Bei uns war es Tradition, am Abend des ersten Advents mit den ersten Mandarinen, den ersten Nüssen und den ersten Gutzis, beisammen zu sitzen und mit der ersten brennenden Kerze am Kranz die Wunschzettel gemeinsam zu besprechen, die Wünsche aufzuschreiben (oder zu zeichnen), das Papier zu falten und unter einem Stein auf den äusseren Fenstersims des Küchenfensters zu legen.
Das Christkind sammelte nachts und spät die Wunschzettel ein. Am nächsten Morgen waren die Zettel weg, die Steine da, alles war in Ordnung und die besinnliche Zeit konnte beginnen.

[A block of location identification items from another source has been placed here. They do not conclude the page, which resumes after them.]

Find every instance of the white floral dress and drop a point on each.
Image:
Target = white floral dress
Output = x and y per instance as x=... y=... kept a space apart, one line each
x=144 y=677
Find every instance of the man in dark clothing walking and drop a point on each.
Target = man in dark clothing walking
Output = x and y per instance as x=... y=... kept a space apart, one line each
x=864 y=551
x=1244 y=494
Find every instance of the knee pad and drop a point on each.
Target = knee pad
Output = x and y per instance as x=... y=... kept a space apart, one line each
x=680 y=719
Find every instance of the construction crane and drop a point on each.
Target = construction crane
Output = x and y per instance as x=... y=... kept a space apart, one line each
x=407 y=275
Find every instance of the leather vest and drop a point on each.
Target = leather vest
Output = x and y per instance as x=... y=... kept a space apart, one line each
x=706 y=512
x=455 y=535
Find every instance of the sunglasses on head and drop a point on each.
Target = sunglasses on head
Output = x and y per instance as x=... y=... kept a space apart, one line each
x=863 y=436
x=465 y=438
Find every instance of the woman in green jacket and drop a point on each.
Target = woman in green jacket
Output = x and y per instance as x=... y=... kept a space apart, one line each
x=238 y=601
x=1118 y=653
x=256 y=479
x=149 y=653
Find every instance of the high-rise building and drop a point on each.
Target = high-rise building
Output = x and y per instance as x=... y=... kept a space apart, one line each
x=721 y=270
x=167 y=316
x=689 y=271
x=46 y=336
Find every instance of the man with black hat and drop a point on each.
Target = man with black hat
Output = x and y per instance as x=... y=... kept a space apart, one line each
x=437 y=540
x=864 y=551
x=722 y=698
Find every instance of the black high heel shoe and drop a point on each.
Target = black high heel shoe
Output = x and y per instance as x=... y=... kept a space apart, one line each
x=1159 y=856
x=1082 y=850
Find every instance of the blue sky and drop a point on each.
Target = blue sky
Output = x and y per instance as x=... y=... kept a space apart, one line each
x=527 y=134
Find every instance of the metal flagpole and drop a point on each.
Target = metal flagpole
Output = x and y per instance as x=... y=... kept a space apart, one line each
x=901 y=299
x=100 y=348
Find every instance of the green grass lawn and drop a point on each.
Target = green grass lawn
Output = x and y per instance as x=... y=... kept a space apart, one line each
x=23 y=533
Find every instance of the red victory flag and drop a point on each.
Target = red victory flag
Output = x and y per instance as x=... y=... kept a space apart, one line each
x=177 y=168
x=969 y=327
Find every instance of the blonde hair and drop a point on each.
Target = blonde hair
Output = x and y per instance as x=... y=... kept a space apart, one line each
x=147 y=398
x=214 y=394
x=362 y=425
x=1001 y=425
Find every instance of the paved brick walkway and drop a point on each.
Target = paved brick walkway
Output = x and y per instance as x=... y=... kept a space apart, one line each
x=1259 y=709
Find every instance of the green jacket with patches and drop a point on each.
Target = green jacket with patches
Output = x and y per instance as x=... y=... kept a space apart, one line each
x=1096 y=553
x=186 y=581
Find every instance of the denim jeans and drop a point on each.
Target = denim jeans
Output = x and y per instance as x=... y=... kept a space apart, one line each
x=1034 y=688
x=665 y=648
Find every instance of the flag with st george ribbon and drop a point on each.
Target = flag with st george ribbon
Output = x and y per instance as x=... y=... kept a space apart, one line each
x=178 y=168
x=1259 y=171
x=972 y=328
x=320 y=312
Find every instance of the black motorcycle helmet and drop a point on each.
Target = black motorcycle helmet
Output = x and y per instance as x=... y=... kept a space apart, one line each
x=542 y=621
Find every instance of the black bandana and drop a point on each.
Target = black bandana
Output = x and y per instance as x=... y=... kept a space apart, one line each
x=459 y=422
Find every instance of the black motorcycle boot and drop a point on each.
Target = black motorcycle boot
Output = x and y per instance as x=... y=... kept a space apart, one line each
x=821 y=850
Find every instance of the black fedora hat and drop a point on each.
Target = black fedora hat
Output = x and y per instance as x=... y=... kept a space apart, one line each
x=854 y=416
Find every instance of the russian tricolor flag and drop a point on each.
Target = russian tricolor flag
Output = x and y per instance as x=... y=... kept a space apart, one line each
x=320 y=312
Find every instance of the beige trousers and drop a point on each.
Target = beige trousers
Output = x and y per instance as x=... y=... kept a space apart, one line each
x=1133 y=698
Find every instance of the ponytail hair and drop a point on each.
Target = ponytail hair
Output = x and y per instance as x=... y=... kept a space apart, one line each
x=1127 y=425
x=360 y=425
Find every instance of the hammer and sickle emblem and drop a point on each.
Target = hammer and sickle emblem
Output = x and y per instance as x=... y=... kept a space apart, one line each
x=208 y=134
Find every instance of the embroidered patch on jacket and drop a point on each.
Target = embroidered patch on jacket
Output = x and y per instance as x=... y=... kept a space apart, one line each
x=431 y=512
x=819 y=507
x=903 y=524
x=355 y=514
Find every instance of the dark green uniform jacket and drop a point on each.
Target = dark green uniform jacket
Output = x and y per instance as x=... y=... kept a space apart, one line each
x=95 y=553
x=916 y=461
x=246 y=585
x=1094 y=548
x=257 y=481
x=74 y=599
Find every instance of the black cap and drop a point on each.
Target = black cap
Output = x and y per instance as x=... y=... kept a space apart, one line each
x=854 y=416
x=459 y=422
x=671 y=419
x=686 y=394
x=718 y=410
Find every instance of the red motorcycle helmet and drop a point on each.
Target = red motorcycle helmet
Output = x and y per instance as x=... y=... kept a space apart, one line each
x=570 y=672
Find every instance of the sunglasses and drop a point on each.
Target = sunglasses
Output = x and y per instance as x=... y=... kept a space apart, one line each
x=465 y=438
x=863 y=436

Mein Vater hatte den kürzesten Wunsch und somit den kleinsten Stein:
„Ich wünsche mir weniger Elternabende“.
Dann kam der Zettel von Mama:
„Ich wünsche mir folgsame, hilfsbereite Kinder und einen höheren Zaun zum Nachbarhaus.“
Die älteste Schwester (14):
„Ich würde mich sehr freuen über ein Velo für Erwachsene und weniger Dressurzeit.“ (Mit „Dressurzeit“ meinte sie Babysitting und mit Baby meinte sie mich).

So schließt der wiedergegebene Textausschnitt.